Apesar de terem derrubado ditadores, Líbia, Egito e Iêmen fracassaram em gerenciar a transição e se tornaram presas de terroristas, de milicianos ávidos pelo poder e de um regime militar que abusa da mão-de-ferro para punir opositores. Por sua vez, a tentativa de revolta para depôr Bashar Al-Assad lançou a Síria em uma guerra civil com múltiplos atores de agendas diversas. Jihadistas do Estado Islâmico e de outras facções, combatentes rebeldes e o Exército de Damasco mataram ao menos 250 mil e motivaram um êxodo migratório que colocou a Europa em alerta.
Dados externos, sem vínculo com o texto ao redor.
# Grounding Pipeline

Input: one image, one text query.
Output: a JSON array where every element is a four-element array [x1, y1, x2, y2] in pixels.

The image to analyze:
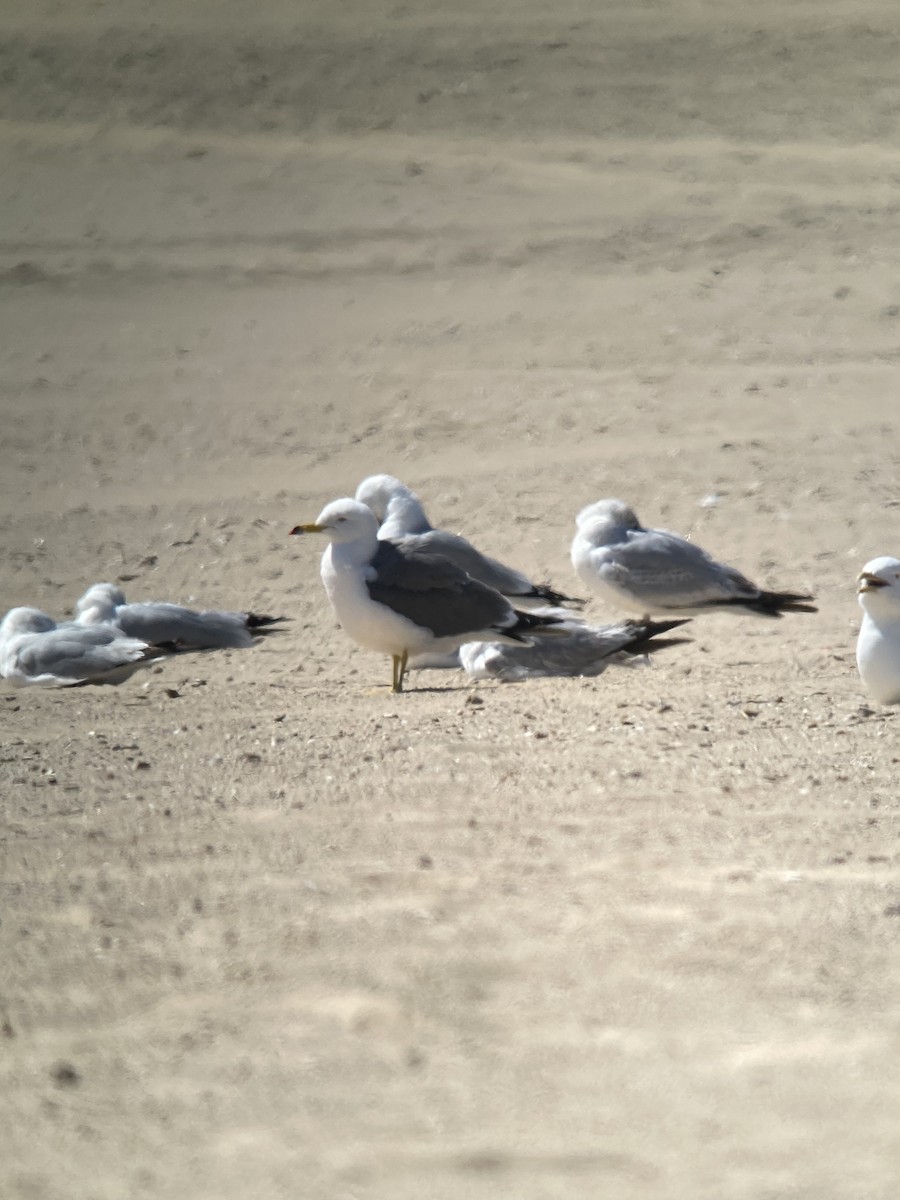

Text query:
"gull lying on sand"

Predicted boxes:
[[76, 583, 284, 650], [356, 475, 583, 605], [290, 499, 558, 691], [571, 500, 817, 617], [457, 620, 689, 683], [857, 557, 900, 704], [0, 608, 170, 688]]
“A Primavera Árabe não foi árabe, mas tunisiana”, afirma por telefone ao Correio Braziliense/Diario, sem esconder o sorriso, Mohammed Fadhel Mahfoudh, presidente da Ordem Nacional dos Advogados da Tunísia, uma das entidades do Quarteto. “Ela falhou nas outras nações porque aqui existe uma sociedade civil muito forte e poderosa. Temos personalidades (políticas) que tiveram formação em boas escolas”, comenta. De acordo com ele, é impossível comparar a Tunísia de hoje com aquela governada pelo ditador Zine El Abidine Ben Ali. “Nós somos livres e os direitos humanos são respeitados. Também temos novas instituições. As pessoas podem votar e conversar sobre política.”

Mahfoudh admite a urgência de uma transição econômica. “Nós recebemos o Nobel por nosso trabalho, o que é ótimo. O prêmio significa que o povo tunisiano é pacífico e que todos os problemas políticos podem ser solucionados por meio da negociação e da paz”, diz.